CHINA DISMISSED international calls for clemency yesterday and went ahead to execute Akmal Shaikh, a British man convicted of smuggling four kilos of heroin.
Relatives of Shaikh say he was mentally ill and was duped into committing the crime by the Tajik Mafia.
British prime minister Gordon Brown condemned the execution – China’s first of a European citizen in almost 60 years – saying he was “appalled and disappointed” at the decision.
However, China was defiant. “Nobody has the right to speak ill of China’s judicial sovereignty,” foreign ministry spokeswoman Jiang Yu said.
“We express our strong dissatisfaction and resolute opposition over the groundless British accusations.”
British foreign office minister Ivan Lewis summoned China’s ambassador in London, Fu Ying, to protest at the execution.
“I made clear that the execution of Mr Shaikh was totally unacceptable, and that China had failed in its basic human rights responsibilities in this case,” Mr Lewis said in a statement after what he described as a “difficult conversation”.

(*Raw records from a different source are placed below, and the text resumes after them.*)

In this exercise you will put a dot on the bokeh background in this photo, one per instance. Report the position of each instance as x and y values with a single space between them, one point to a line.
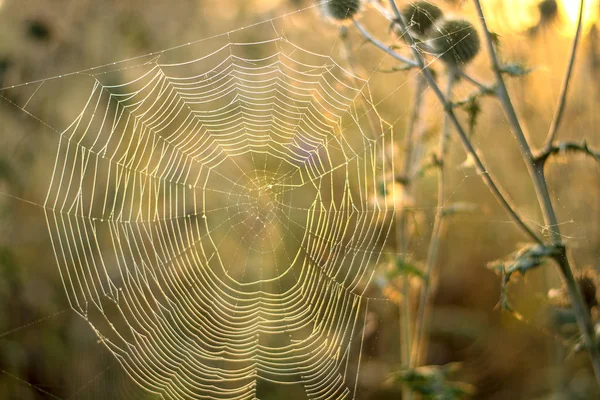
47 351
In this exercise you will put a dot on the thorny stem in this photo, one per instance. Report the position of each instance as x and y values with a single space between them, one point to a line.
401 228
536 170
562 99
427 291
566 147
488 180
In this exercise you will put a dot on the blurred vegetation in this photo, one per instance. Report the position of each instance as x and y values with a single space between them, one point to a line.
46 351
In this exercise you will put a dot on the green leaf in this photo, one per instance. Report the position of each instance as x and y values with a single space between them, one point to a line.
432 382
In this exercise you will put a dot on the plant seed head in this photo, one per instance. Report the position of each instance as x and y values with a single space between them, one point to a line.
456 41
420 16
341 11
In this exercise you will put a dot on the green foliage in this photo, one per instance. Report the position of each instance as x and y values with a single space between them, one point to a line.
433 382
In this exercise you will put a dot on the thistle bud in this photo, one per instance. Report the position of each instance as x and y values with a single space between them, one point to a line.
455 41
341 10
420 16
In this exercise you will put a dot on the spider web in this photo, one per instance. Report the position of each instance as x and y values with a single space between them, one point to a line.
217 220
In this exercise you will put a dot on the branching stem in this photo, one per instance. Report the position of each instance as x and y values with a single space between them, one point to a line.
562 99
427 291
536 171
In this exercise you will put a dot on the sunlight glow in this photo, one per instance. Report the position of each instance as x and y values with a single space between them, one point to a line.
521 15
570 10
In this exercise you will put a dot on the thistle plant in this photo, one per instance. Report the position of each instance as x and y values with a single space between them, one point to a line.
428 37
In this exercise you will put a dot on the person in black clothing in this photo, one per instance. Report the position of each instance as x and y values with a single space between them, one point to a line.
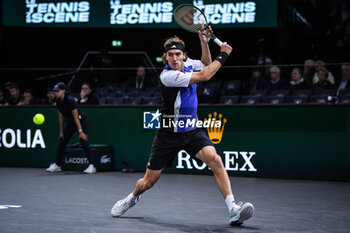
323 82
276 82
297 82
257 81
87 97
75 121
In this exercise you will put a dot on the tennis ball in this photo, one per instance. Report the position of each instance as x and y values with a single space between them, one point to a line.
38 119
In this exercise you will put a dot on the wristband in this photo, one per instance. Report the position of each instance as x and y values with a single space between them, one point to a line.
222 57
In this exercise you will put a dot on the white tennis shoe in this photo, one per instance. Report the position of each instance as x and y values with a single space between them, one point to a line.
240 213
53 168
123 205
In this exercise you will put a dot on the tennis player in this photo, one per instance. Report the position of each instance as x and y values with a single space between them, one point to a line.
178 83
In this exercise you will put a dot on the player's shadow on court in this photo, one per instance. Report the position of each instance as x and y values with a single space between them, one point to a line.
194 228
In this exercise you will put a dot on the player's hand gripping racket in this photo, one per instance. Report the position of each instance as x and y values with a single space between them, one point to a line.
191 18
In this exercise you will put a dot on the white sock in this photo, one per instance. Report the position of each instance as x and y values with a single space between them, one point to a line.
230 202
131 197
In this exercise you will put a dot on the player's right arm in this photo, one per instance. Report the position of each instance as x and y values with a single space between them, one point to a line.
60 120
209 71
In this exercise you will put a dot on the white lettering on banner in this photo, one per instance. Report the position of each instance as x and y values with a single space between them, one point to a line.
143 13
180 159
231 161
9 138
228 13
57 12
161 12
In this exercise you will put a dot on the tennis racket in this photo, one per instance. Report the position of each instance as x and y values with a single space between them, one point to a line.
191 18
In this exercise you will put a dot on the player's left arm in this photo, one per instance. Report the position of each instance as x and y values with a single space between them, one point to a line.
82 135
206 55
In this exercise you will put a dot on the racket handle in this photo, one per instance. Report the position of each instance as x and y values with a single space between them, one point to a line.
218 42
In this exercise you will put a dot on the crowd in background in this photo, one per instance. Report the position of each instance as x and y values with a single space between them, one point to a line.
313 77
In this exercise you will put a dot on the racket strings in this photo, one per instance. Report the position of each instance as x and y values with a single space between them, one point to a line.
190 18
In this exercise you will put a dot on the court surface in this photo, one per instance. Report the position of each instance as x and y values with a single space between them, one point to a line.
76 202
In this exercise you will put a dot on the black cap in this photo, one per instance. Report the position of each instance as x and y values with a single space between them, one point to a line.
59 86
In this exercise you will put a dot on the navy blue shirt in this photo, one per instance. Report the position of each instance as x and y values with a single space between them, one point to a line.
66 106
179 98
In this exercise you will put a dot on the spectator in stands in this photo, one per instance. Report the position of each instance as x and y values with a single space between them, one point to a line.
257 81
323 82
87 97
345 77
50 97
297 81
342 29
318 65
28 98
15 95
276 82
2 97
140 81
309 71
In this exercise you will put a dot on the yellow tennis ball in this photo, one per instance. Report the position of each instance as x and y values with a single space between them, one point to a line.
38 119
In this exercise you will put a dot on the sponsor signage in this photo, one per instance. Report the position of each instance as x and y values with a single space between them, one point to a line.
134 14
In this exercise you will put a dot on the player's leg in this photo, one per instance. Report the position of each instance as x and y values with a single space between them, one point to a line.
238 212
68 132
209 156
147 182
143 184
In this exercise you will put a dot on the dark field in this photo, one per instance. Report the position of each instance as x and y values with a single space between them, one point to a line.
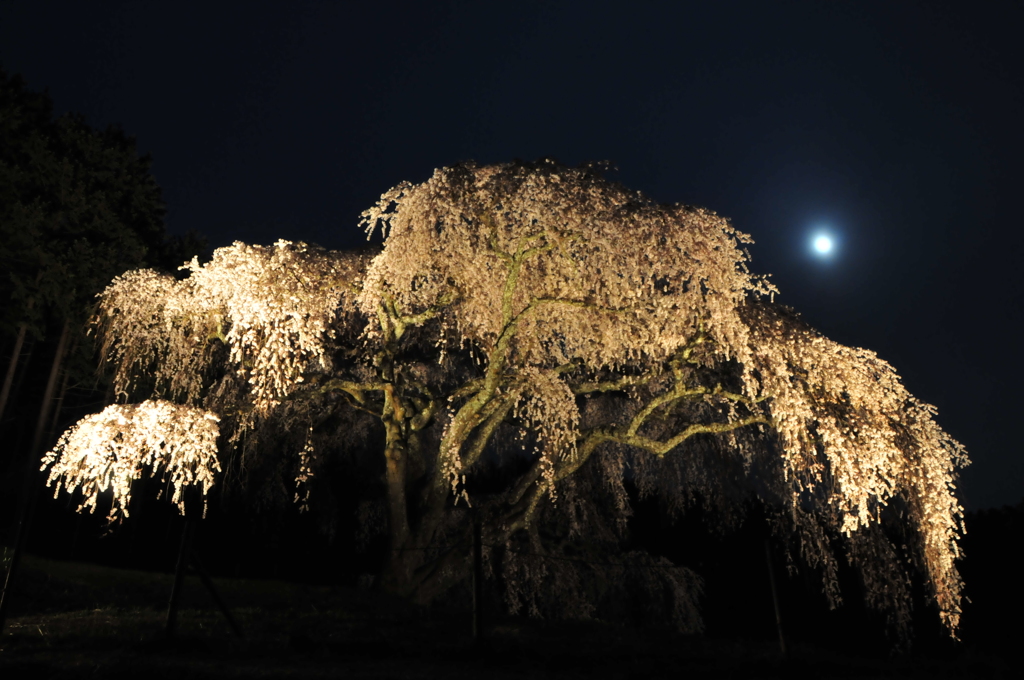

The tough language from both sides suggests that this could be the first stage in a bitter diplomatic row, while the case is unlikely to help China’s image in Britain.
At the same time, it could also cause further resentment against the West in China, where many people are annoyed at what they see as “interference” in the country’s domestic affairs.
The European Union also condemned the execution, saying it deeply regretted that China had not heeded repeated calls from the EU and Britain for Shaikh to be spared the death penalty.
Human rights group Amnesty International said the execution “highlights the injustice and inhumanity of the death penalty, particularly is implemented in China”.
China’s decision to brush off calls for clemency is the latest sign of the country flexing its new diplomatic and political muscle, after the jailing of top dissident Liu Xiaobo at Christmas and through the perception generated that it was China’s intransigence that prevented the Copenhagen talks on climate change resulting in deeper cuts in emissions of carbon dioxide than originally hoped.
Following speculation about the method of execution, the Xinhua news agency reported that Shaikh had been killed by lethal injection. China executes more people than the rest of the world put together.
The sentence was carried out at 10.30am local time as scheduled in Urumqi, capital of the far-west region of Xinjiang. Shaikh’s family, including cousins who were in China hoping for a last-minute reprieve, expressed in a statement “their grief at the Chinese decision to refuse mercy”.
There had been repeated attempts to have Shaikh examined by a doctor to assess his mental health, an evaluation which his lawyer said he never received.
Shaikh’s relatives and the British government argued that the former businessman suffered from bipolar disorder, also known as manic depression.
Shaikh (53), a former taxi driver, first learned on Monday from his visiting cousins that he was about to be executed.
His supporters say he was lured to China from a life on the street in Poland by men playing on his dreams to record a pop song for world peace.
Shaikh, who was born in Pakistan but grew up in Britain, was arrested in 2007 for carrying a suitcase packed with 4kg of heroin into China on a flight from Tajikistan.
He was convicted in 2008 after a half-hour trial. In one court appearance during his trial and appeal process, the judges reportedly laughed at his rambling remarks.
The rights group Reprieve, which had tried to stop Shaikh’s execution, said his death was “a sad indictment of today’s world, and particularly of China’s legal system”.